With the latter words the man subtly changed. Something of the power she had felt in him before his illness began again to be manifested. Joan divined that these comrades had caused the difference in him.
"You won't dare—!" Joan was unable to conclude her meaning. A tight band compressed her breast and throat, and she trembled.
"Will you dare go out there and tell them you're NOT my wife?" he queried. His voice had grown stronger and his eyes were blending shadows of thought.
Joan knew that she dared not. She must choose the lesser of two evils. "No man—could be such a beast to a woman—after she'd saved his life," she whispered.

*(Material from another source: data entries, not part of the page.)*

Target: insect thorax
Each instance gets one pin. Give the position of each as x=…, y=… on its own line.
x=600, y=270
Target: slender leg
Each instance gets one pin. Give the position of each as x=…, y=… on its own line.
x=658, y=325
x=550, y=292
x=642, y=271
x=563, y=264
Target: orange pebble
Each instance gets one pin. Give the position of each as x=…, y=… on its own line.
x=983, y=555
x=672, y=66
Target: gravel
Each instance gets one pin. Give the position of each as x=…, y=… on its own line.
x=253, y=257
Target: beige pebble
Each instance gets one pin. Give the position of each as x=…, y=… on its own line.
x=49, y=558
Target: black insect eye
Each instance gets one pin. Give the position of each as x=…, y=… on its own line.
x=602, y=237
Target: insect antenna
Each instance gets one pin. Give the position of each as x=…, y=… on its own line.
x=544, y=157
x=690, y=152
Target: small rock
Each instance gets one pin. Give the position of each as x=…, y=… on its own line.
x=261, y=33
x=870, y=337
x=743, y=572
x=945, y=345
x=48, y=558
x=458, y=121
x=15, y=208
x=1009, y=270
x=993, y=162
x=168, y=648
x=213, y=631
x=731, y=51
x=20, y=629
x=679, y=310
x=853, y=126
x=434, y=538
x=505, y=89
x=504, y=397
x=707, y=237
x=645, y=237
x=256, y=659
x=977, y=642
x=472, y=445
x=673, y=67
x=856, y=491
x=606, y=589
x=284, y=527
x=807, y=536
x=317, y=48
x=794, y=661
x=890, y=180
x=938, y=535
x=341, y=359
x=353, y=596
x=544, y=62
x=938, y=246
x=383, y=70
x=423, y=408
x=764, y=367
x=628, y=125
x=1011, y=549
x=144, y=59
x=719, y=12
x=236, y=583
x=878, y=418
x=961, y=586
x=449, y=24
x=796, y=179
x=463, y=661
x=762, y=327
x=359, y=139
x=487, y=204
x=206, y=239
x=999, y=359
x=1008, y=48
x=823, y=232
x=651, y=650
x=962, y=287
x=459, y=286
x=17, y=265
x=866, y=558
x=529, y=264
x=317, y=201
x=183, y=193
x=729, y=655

"I could be anything. You had your chance. I told you to go. I said if I ever got well I'd be as I was—before."
"But you'd have died."
"That would have been better for you..... Joan, I'll do this. Marry you honestly and leave the country. I've gold. I'm young. I love you. I intend to have you. And I'll begin life over again. What do you say?"
"Say? I'd die before—I'd marry you!" she panted.
"All right, Joan Randle," he replied, bitterly. "For a moment I saw a ghost. My old dead better self!... It's gone.... And you stay with me."